Crever la bulle de filtrage
Nous graphistes, DA, CR, designers, nous curieux de tous poils, vivons une époque formidable. Jamais nous n’avons disposé d’une telle fenêtre d’accès à la connaissance. Jamais les sources d’inspirations n’ont été aussi nombreuses, aussi foisonnantes. Quelle aubaine pour celles et ceux qui sont exigeants avec eux-mêmes ! Pour celles et ceux qui cherchent, qui inventent, qui détestent se répéter ! Là, sous nos yeux captivés, d’un seul clic, nous parcourons une collection infinie d’images, d’expérimentations, d’innovations consultables à loisir.
Seulement, nous voilà pris au piège. Comme des insectes dans une toile, nous sommes englués dans celle d’internet et des réseaux sociaux. L’araignée nous dévore le cerveau. Son analgésique est puissant. Face à nos écrans, nous sommes les victimes consentantes et bienheureuses d’une illusion, celle d’un monde ouvert, d’une Alexandrie des temps modernes où tout nous serait offert.
Pourtant, l’accès sans limite à ces sources inépuisables d’informations visuelles, sonores, plastiques – aussi jubilatoires soient-elles – rendent l’impératif d’originalité de plus en plus difficile à tenir.
Il se passe pour ce terreau fertile ce qui s’est passé pour la littérature. Alors que l’on imaginait qu’Internet favoriserait l’émergence des auteurs rares et confidentiels, ce sont les superproductions littéraires qui voient leurs ventes et leur diffusion s’accélérer.
La puissance de séduction des réseaux sociaux, leur inscription dans nos schémas mentaux, l’intrication entre nos outils de production d’images et ceux de diffusion de contenus favorisent une logique de répétition.
Pinterest, Instagram, Fubiz, DesignBoom… Et tant d’autres font partie de nos favoris. Les créatifs n’échappent pas à une bulle mondiale de filtrage. De tableaux en tableaux, de post en post, nous déambulons sur la place d’un village que fréquente assidûment notre communauté. Les mêmes références s’y partagent et s’imposent comme les blockbusters du benchmark, se retrouvent dans tous les moodboards et déclenchent un mécanisme de reproduction. Trop souvent gouvernés par l’urgence, parfois aussi par la facilité, aveuglés par tant de lumières, il est bien difficile d’y échapper. Gavés, hypnotisés, nous piochons ça et là des solutions mille fois vues par d’autres qui auront aussi cette tentation de les servir à leur tour.

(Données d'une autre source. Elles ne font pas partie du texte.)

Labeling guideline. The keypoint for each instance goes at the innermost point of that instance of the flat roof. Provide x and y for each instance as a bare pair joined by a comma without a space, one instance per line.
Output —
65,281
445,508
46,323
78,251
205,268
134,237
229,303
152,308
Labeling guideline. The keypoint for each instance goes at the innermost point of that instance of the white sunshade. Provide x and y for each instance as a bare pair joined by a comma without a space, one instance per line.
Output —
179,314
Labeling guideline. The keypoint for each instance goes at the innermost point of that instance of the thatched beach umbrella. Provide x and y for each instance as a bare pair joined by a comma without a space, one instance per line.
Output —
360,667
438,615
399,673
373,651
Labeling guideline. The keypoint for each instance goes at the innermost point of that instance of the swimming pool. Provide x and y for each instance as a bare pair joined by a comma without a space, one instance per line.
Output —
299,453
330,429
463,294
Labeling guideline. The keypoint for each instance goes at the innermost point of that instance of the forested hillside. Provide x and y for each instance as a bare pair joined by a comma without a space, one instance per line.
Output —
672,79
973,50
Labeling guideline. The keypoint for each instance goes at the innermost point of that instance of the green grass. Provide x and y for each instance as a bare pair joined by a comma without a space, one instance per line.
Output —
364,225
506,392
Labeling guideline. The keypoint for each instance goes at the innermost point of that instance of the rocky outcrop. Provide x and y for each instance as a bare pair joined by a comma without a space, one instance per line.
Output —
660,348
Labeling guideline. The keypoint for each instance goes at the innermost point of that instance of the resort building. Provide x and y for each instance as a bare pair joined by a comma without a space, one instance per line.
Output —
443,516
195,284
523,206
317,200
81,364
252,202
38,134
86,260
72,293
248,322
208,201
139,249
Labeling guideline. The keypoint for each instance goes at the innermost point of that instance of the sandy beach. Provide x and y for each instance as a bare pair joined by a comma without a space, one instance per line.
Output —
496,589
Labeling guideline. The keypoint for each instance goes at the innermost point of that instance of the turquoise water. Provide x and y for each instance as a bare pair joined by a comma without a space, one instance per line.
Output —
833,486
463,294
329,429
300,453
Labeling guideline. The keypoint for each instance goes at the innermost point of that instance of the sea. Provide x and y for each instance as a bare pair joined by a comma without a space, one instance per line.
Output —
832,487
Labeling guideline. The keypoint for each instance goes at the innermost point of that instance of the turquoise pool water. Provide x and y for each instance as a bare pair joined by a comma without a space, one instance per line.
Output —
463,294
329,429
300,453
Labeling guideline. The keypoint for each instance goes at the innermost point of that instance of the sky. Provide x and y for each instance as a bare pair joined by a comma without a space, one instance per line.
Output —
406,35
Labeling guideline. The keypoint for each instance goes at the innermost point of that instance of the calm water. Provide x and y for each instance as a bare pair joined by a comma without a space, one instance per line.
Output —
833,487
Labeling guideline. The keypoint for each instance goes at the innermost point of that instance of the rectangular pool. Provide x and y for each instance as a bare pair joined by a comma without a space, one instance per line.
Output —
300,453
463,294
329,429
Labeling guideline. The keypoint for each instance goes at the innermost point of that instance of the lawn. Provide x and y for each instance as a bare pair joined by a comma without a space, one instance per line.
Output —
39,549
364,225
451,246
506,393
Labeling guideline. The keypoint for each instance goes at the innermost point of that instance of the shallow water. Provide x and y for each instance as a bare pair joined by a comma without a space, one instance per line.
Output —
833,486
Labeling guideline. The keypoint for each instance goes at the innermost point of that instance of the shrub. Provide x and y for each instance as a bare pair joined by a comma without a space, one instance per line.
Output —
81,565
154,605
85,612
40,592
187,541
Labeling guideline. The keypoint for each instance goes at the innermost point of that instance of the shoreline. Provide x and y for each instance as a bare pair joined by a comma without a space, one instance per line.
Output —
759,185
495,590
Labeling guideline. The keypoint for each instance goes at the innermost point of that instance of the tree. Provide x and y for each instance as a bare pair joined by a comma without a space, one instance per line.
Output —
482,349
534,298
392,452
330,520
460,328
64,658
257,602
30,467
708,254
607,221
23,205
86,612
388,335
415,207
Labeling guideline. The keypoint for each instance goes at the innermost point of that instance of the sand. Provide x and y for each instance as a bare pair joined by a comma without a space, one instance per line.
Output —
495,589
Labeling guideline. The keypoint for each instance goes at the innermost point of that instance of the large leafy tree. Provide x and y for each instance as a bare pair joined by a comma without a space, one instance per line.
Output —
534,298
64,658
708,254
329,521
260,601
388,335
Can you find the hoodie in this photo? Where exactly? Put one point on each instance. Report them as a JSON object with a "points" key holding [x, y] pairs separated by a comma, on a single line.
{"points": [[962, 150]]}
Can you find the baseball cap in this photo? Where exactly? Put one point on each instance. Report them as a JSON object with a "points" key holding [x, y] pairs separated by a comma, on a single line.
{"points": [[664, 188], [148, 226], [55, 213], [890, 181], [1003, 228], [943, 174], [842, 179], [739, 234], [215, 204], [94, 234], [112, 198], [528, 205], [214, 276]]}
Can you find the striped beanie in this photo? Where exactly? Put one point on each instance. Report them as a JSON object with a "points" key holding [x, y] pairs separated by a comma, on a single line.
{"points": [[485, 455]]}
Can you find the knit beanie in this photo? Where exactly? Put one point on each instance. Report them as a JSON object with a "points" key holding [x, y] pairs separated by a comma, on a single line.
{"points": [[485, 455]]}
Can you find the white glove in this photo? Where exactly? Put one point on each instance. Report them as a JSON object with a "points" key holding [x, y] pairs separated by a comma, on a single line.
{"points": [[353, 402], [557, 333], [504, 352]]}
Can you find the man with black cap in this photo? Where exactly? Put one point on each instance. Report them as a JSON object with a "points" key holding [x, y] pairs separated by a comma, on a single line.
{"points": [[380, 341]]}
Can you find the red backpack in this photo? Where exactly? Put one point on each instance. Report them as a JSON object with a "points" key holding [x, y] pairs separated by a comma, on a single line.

Les studios, les free lance, les agences produisent ainsi des mèmes en pagaille. Même ton, mêmes signes, mêmes images, mêmes tics typographiques, qui tourneront en boucle jusqu’à ce qu’un clou chasse l’autre…
Cet appétit insatiable, cadenassé par les algorithmes prédictifs, nous donne à voir ce que nous connaissons déjà. À contempler sans cesse nos semblables, à nous repaître des mêmes plats, à nous satisfaire de solutions éprouvées, validées par d’autres, nous prenons le risque d’abandonner les chemins de traverse, les collisions heureuses et les miracles du hasard. Les rebonds, les remords, la ligne brisée sont laissés pour compte au profit de la ligne droite et des grands boulevards. Mais nous sommes rassurés. Nos réalisations sont “déjà vues et déjà approuvées” par nos pairs…
Convaincus d’innover alors que nous nous clonons entre nous, nous assimilons cette boulimie à de la curiosité. Or, celle-ci prend tout son sens dans une altérité et un émerveillement qui libèrent l’imagination et provoquent des réponses inattendues.
C’est ce que révèle l’alibi échafaudé par Kevin Spacey, alias Kaiser Sauze, la figure du mal d’Usual Suspects. Il le construit de toute pièce dans le fouillis du pêle-mêle accroché derrière l’inspecteur qui l’interroge. Poussé dans ses retranchements, l’histoire qu’il invente, en bondissant d’un hasard à l’autre, nous piège et nous désarçonne. Les indices minuscules sur lesquels il bâtit sa fable donne toute la mesure de ce qu’une matière sans qualité, reliée, réinterprétée, peut-être la substance d’une grande inventivité.
Gardons nos synapses en hyper activité. Elles s’ouvrent dans nos têtes et se tissent autour de quelques connexions improbables, alors que la pensée chemine et percute de plein fouet le mur peint d’une friche industrielle aperçue le matin dans un train qui nous mène au boulot, lorsqu’une réponse se dessine entre les pages d’un roman lu la veille ou lors de la visite d’une expo d’un artiste inconnu. Lorsque l’intuition l’emporte sur la raison. Lorsque nous résistons, comme pour tout acte de création, aux idées toutes faites et aux images reçues.
Une chronique de Gilles Deléris, directeur de la création de l’agence W, parue dans le magazine Étapes n°243.